Outre l'histoire déchirante avec Antinoüs, les moments de grâce de l'empereur plongé dans sa contemplation du monde, de son oeuvre, de sa vie, de l'humain (là encore, pensée extraordinairement moderne pour un homme antique!), je retiendrai, comme je l'ai mentionné plus haut, ses craintes, lors de ses moindres erreurs et échecs, de l'interprétation du peuple, des scribes, et de l'Histoire. Hadrien nous montre que L Histoire ne retient jamais l'Homme. Elle ne cesse d'interpréter, de tirer des conclusions sur les maladresses d'une gouvernance qui échappe au gouvernant, malgré toute sa bonne volonté. Immanquablement, cela a fait écho à l'impopularité de notre cher président actuel, sans vouloir défendre tous ses choix, qui doit certainement vivre les mêmes tourments.

Rarement un personnage de papier (historique, basé sur une documentation ultra-pointue de la part de Yourcenar, mais il n'en reste pas moins qu'il est écrit par une tierce) m'aura autant semblé réel dans la livraison de toutes ses pensées, de ses émotions, et le véritable auteur, inexistant, invisible. C'est un tour de force. Yourcenar raconte être rentrée dans la peau d'Hadrien, et le résultat est sans pareil.

L'enchaînement réflexif et mémoriel d'Hadrien, avec en quelque sorte un paragraphe = une idée développée, et une logique dans leur enchaînement, rappelle Proust, mais en moins pénible, verbeux et prétentieux (attention, je l'apprécie quand même toujours!), sans la phrase à rallonge, et sans le commentaire systématique expliquant sur 50 couches la moindre chose. Yourcenar était une inconditionnelle de Marcel, mais pour moi, c'est un bien meilleur écrivain. Mémoires d'Hadrien a failli rejoindre l'île déserte Babelio, mais je n'ai pu me résoudre à sacrifier un de mes 6 livres déjà choisis, et il aurait fallu aussi y joindre le Guépard, autre chef d'oeuvre découvert grâce à l'agrèg...

Ce chef d'oeuvre métaphysique, philosophique, historique, politique, humain, bouleversant par l'esprit si avancé du personnage, et par les quelques épisodes romanesques très émouvants qui se produisent, possède un bémol tout personnel : il faut attendre la fin de la partie Tellus Stabilita pour que le style et le personnage gagnent cette ampleur qui ne quittera plus le roman, aura son apogée (comme la vie d'Hadrien) lors de l'inoubliable Saeculum Aureum, et ce, jusqu'à la dernière page.

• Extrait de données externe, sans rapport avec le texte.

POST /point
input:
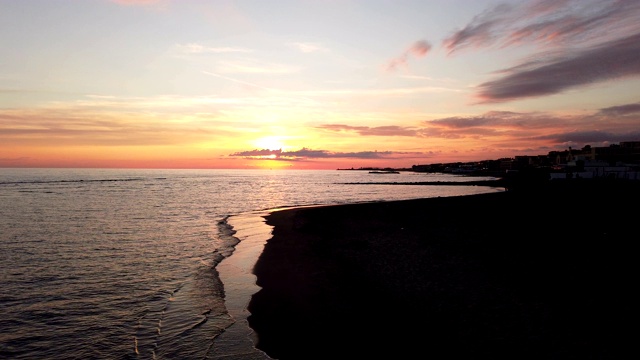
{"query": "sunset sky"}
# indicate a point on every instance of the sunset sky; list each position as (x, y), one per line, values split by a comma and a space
(312, 84)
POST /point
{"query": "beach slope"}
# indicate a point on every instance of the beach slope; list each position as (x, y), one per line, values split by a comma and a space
(546, 274)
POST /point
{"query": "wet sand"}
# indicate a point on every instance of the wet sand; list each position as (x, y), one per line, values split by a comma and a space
(519, 275)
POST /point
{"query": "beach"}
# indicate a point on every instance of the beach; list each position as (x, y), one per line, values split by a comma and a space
(531, 274)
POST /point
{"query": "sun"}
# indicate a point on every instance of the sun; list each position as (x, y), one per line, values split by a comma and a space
(269, 143)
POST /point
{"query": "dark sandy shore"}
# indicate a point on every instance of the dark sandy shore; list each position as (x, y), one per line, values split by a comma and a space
(540, 274)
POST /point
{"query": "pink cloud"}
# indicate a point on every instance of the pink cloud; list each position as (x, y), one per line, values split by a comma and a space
(611, 60)
(136, 2)
(418, 49)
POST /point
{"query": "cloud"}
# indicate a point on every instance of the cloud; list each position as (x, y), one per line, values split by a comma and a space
(391, 130)
(593, 138)
(418, 49)
(621, 109)
(194, 48)
(611, 60)
(552, 131)
(136, 2)
(547, 22)
(310, 154)
(579, 43)
(308, 47)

La lecture est difficile, beaucoup l'ont dit, et ce, en raison de l'extraordinaire érudition de l'auteur, qui insère une quantité proustienne de noms de personnages, villes, contrées antiques dont la plupart d'entre nous ne connaîtront qu'un tiers, le tout sans préambule. Mais pour ma part, ce déluge patronymique m'a surtout permis d'ancrer encore plus mon cerveau dans cette époque, cette belle antiquité gréco-romaine, et de me faire découvrir, avec Google, de somptueux lieux ou auteurs auxquels je n'avais jamais prêté attention... Vous en retirerez un énorme bénéfice culturel et une immersion totale dans l'oeuvre!

Si vous voulez avoir un aperçu de cet opus de la sagesse, vous pouvez parcourir toutes les citations déjà postées sur le site, qui témoignent de la pertinence ahurissante des pensées d'Hadrien... Car Yourcenar a puisé chez les historiens, mais aussi dans la propre poésie de l'empereur pour le reconstruire ici. Un des plus grands romans qu'il m'ait été donné de lire, peut-être sur l'homme politique le plus grand, le plus lucide, le plus humain que la Terre ait jamais porté, livré par un écrivain d'un talent inouï qui a gagné mon respect, et qui avait bien mérité sa place à l'académie française.